I use the same ingredients but this is what I do:
Fettucine Alfredo Adapted from Cooking Light Magazine
- 1 TBSp Butter
- 2 Garlic Cloves, minced
- 1 TBSp AP Flour
- 1 & 1/3 cups Skim Milk
- 5 oz. of Shredded Parmesan Cheese- *I buy the the 5 oz. tub of freshly shredded parmesan.
- 2 TBSp Cream Cheese (I use regular)
- *I OMIT the salt! The parm is salty enough for our taste, why add more?
- 8 oz. FRESH packet of Fettucine-
*I get the Buitoni- It tastes so much better than dry pasta & it's quicker to cook.
- Fresh Parsley, chopped
- Basil (sometimes I will add a chiffonade of basil)
*Lishie tip- Like I said, for weeknight cooking, it's all in the prep!

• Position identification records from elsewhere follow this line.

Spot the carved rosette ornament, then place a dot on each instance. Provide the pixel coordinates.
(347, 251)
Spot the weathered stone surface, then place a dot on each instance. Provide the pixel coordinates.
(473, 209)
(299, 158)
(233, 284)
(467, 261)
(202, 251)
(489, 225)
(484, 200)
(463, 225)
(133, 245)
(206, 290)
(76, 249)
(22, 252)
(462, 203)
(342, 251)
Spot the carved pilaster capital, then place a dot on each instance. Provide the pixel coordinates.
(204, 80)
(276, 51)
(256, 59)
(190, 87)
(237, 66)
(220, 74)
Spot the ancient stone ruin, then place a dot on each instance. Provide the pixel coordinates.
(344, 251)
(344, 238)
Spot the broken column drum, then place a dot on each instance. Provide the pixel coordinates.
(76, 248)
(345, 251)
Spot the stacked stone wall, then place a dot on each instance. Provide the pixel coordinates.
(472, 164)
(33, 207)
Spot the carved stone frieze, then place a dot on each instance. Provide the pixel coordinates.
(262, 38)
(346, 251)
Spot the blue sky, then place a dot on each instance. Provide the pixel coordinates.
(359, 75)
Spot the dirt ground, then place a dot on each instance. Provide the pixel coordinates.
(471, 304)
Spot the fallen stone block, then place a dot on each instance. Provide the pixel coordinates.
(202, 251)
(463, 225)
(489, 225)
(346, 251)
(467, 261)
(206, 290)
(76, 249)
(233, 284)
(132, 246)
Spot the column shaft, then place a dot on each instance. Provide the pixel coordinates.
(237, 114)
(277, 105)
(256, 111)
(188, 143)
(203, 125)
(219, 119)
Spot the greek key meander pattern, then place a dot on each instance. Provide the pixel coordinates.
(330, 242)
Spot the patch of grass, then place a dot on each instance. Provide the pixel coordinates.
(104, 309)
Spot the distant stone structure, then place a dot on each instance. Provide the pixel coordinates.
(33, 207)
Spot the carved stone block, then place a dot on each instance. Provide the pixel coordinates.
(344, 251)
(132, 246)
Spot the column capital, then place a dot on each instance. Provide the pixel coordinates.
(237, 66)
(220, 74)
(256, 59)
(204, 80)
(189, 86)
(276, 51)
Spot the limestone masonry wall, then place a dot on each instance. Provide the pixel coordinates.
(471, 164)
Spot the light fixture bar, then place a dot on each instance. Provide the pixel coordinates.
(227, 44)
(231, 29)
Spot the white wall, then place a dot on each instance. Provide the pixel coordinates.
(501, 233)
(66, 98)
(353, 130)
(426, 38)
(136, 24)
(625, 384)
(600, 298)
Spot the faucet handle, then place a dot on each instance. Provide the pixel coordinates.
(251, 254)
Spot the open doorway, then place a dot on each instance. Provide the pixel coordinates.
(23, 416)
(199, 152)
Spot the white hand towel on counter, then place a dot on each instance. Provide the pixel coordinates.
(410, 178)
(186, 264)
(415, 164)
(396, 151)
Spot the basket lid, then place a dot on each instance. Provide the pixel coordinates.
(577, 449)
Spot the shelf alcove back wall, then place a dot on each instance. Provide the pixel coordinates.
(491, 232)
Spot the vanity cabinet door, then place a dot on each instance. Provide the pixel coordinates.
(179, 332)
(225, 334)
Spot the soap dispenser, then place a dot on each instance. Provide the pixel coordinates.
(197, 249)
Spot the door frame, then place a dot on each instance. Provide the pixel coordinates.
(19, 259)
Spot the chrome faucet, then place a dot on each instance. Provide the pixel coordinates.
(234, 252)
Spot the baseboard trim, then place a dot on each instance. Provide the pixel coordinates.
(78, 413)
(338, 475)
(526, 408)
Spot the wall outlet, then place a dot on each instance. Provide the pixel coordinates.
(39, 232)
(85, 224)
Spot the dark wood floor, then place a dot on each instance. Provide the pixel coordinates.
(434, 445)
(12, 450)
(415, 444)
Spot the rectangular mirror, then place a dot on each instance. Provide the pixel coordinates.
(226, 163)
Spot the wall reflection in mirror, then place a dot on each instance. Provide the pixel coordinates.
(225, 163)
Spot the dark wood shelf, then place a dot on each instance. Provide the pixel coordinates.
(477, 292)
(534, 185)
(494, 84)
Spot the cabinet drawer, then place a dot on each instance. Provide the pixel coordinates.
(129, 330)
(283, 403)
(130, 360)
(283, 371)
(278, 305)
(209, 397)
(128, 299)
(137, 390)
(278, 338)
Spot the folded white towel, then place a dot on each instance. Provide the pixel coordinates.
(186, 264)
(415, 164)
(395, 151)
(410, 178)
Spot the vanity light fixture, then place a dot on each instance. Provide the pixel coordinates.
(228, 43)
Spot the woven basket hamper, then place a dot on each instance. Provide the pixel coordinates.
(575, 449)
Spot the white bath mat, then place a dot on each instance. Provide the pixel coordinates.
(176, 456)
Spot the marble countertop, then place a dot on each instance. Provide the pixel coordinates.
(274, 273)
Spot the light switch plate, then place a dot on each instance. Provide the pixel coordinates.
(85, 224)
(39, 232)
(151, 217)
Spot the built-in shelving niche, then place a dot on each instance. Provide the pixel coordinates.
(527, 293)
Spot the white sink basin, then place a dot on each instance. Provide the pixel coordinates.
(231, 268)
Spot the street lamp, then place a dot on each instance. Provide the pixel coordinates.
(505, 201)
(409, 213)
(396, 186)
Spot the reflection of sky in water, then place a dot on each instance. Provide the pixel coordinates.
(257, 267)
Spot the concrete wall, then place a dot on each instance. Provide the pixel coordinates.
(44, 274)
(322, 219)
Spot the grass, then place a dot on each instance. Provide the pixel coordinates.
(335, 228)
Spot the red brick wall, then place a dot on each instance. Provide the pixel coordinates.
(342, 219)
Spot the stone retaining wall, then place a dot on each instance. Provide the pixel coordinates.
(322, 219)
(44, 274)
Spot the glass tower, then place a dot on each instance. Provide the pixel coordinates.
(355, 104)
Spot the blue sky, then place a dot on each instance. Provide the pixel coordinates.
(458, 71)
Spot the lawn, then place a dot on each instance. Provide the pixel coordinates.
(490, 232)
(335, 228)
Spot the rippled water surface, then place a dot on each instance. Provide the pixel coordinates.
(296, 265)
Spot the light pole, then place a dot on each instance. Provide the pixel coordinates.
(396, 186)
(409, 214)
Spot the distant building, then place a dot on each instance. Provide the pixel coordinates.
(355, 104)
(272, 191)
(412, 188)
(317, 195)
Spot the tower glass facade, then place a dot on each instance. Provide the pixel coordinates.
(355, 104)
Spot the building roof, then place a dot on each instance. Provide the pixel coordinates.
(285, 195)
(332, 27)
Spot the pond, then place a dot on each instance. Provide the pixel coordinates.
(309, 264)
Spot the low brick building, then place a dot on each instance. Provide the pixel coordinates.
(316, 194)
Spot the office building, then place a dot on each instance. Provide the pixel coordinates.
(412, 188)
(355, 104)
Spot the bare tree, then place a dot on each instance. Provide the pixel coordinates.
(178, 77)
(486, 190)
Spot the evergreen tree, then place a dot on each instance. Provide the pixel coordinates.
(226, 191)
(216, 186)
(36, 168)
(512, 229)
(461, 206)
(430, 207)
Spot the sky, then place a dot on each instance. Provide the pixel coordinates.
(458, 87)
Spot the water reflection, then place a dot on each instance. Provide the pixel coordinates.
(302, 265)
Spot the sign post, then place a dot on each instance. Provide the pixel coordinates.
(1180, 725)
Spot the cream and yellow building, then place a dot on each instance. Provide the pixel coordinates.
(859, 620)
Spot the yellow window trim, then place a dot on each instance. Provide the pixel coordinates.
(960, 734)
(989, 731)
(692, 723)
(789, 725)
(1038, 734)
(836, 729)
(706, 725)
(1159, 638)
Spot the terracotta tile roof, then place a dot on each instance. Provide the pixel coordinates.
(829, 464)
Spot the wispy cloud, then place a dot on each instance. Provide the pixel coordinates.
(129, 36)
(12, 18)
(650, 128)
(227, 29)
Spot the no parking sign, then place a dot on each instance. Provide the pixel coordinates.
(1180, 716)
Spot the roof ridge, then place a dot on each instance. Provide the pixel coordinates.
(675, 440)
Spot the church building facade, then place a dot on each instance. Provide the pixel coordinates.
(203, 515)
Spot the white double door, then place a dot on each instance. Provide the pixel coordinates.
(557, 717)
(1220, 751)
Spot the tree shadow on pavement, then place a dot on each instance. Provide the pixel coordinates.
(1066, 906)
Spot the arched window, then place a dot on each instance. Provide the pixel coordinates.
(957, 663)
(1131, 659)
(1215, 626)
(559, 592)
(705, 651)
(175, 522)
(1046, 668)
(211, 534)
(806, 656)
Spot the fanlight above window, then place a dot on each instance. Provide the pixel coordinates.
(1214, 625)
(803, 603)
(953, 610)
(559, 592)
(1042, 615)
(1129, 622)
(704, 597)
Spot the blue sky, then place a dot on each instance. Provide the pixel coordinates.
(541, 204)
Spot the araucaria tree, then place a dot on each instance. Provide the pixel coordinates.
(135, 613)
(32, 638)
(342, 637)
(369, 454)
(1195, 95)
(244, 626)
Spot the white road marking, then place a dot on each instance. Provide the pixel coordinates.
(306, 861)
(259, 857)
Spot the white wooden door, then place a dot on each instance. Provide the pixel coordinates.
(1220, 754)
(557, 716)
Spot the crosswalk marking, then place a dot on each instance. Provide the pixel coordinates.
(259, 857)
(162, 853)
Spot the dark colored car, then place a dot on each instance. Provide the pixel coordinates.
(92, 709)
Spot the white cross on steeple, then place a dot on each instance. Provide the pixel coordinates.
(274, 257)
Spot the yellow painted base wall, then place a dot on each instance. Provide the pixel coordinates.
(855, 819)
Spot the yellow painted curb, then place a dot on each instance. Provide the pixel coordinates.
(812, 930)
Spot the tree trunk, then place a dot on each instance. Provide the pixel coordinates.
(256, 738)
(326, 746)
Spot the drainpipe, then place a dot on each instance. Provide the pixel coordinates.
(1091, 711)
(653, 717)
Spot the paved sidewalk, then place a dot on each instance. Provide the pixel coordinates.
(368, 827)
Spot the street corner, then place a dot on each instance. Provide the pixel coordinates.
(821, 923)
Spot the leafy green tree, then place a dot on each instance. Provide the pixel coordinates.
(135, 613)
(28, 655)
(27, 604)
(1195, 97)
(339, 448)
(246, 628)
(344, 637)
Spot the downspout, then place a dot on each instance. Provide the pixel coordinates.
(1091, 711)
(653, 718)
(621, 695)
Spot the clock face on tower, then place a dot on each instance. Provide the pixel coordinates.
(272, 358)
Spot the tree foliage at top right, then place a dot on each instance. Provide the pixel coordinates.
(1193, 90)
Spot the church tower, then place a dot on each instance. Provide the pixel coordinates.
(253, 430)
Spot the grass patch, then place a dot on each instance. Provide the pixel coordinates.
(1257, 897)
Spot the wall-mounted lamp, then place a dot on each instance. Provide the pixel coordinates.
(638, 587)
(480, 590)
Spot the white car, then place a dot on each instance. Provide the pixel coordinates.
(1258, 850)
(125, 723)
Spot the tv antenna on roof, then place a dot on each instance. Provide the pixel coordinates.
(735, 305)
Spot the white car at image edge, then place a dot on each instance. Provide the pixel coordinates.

I get the water started for fettucine. I get out the pan, & pat the butter into it but I do not turn the heat on... Instead, I line up everything else first. On a cutting board, I chop the parsley on one side. On the other side I ready (unskin) the garlic & place the microplane next to it. Grab my TBSp measure & scoop the flour, place the TBSp itself, with the flour in it on the cutting board as well. Grab my liquid measuring cup & pour the milk for the ready. Open the parmesan container... measure & slice the cream cheese... Open the pasta package... Ready, set... Turn on the stove flame & get ready to WHISK, WHISK, WHISK for 10 minutes... & have dinner in 15! The key is in the continuous whisking!
Oh & when the pasta's done cooking, do not use a colander! I transfer it directly from the water pot to the alfredo saucy pan with a pasta spoon & in this exchange, also bringing a teensy bit of the starchy water with it to the sauce.
This is really versatile too- it can be the main dish or a side... You can add a protein. I love to add grilled chicken.